There they are. Thanks.

And regarding contacting our DNR first, they will likely tell you "have at it!!" They know what it takes to get something done and will likely be behind any liberalization of regulations. They also will be the first to recognize that PUBLIC INPUT from user groups and constituents will make the Feds listen.


----------



## SBE II (Jan 13, 2009)

This is the clout statement-But the state isn't providing the information they should i.e. the general publics opinion

C-4: Continue to implement and improve an 
objective, streamlined process for establishing
annual hunting regulations and strengthen the 
working relationships with flyway councils and 
individual states

State Limits CWAC awareness on this to

C-6: Continue to provide an effective forum for 
public review and comment during the development
of annual hunting regulations.

E-7: Maintain and expand existing conservation 
partnerships with hunters and the hunting industry
to increase awareness of hunting opportunities and 
the importance of bird conservation.


----------



## just ducky (Aug 23, 2002)

SBE II said:


> This is the clout statement-But the state isn't providing the information they should i.e. the general publics opinion
> 
> C-4: Continue to implement and improve an
> objective, streamlined process for establishing
> ...


One word of advice...be careful not to slam the DNR's process at all.
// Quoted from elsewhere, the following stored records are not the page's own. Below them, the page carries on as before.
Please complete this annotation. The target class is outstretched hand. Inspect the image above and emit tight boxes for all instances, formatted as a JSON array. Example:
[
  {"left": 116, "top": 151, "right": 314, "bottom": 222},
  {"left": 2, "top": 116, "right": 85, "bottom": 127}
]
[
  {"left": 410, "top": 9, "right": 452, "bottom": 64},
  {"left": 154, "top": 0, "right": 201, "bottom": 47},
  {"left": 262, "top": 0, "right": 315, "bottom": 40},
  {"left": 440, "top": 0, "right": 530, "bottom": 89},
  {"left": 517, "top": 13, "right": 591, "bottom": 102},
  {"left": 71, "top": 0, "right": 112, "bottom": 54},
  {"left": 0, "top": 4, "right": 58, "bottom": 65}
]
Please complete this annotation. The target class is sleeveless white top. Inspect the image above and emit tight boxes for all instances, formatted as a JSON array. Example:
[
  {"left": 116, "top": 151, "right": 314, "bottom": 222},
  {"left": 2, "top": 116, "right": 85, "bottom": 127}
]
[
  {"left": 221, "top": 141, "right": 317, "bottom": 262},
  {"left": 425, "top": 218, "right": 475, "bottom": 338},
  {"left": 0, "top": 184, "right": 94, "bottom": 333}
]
Point out to the feds (constructively) where you think the DNR could do things differently or better. Because if you're successful at getting someone at the federal level to listen, at some point you're going to need the DNR as a willing partner in the discussions. You don't have to kiss the DNR's ***, but don't piss on them either  My 2 cents.


----------



## SBE II (Jan 13, 2009)

just ducky said:


> One word of advice...be careful not to slam the DNR's process at all. Point out to the feds (constructively) where you think the DNR could do things differently or better. Because if you're successful at getting someone at the federal level to listen, at some point you're going to need the DNR as a willing partner in the discussions. You don't have to kiss the DNR's ***, but don't piss on them either  My 2 cents.


I'll go back to my definition of insanity and this is problem why I'm different then you folks. I think they hear us but they don't listen and push it back on the lack of monies. Sorry but I would probably go around them because at the end of the day its not their decision, right?:help:


----------



## LoBrass (Oct 16, 2007)

I'd LOVE to continue this discussion (which has taken a wonderful and productive turn) but I got a call yesterday and the STUD woodie in my avatar is done and, frankly, I want to go and get him:evil:!!

Then, I have tickets for the AMERICAN BAD ASS-KID ROCK tonight at Huntington Center in Toledo, Ohio. My beautiful and shapely wife is going to dress in her skimpiest outfit with tight pants and high heels for the concert phsyc-up party and show. Honestly, I'm kinda stoked about the days events.

Sooooooo.......I'll check in tomorrow (after the boys hockey try-outs):coolgleam.


----------



## SBE II (Jan 13, 2009)

LoBrass said:


> I'd LOVE to continue this discussion (which has taken a wonderful and productive turn) but I got a call yesterday and the STUD woodie in my avatar is done and, frankly, I want to go and get him:evil:!!
> 
> Then, I have tickets for the AMERICAN BAD ASS-KID ROCK tonight at Huntington Center in Toledo, Ohio. My beautiful and shapely wife is going to dress in her skimpiest outfit with tight pants and high heels for the concert phsyc-up party and show. Honestly, I'm kinda stoked about the days events.
> 
> Sooooooo.......I'll check in tomorrow (after the boys hockey try-outs):coolgleam.


AHAHAHA the dog has his nose to the ground...Have fun!


----------



## TSS Caddis (Mar 15, 2002)

SBE II said:


> You heading this? Let's go...





SBE II said:


> Are you at least willing to collaborate to lobby for a 75 day season?
> 
> Ill sign a petition or do what I'm able...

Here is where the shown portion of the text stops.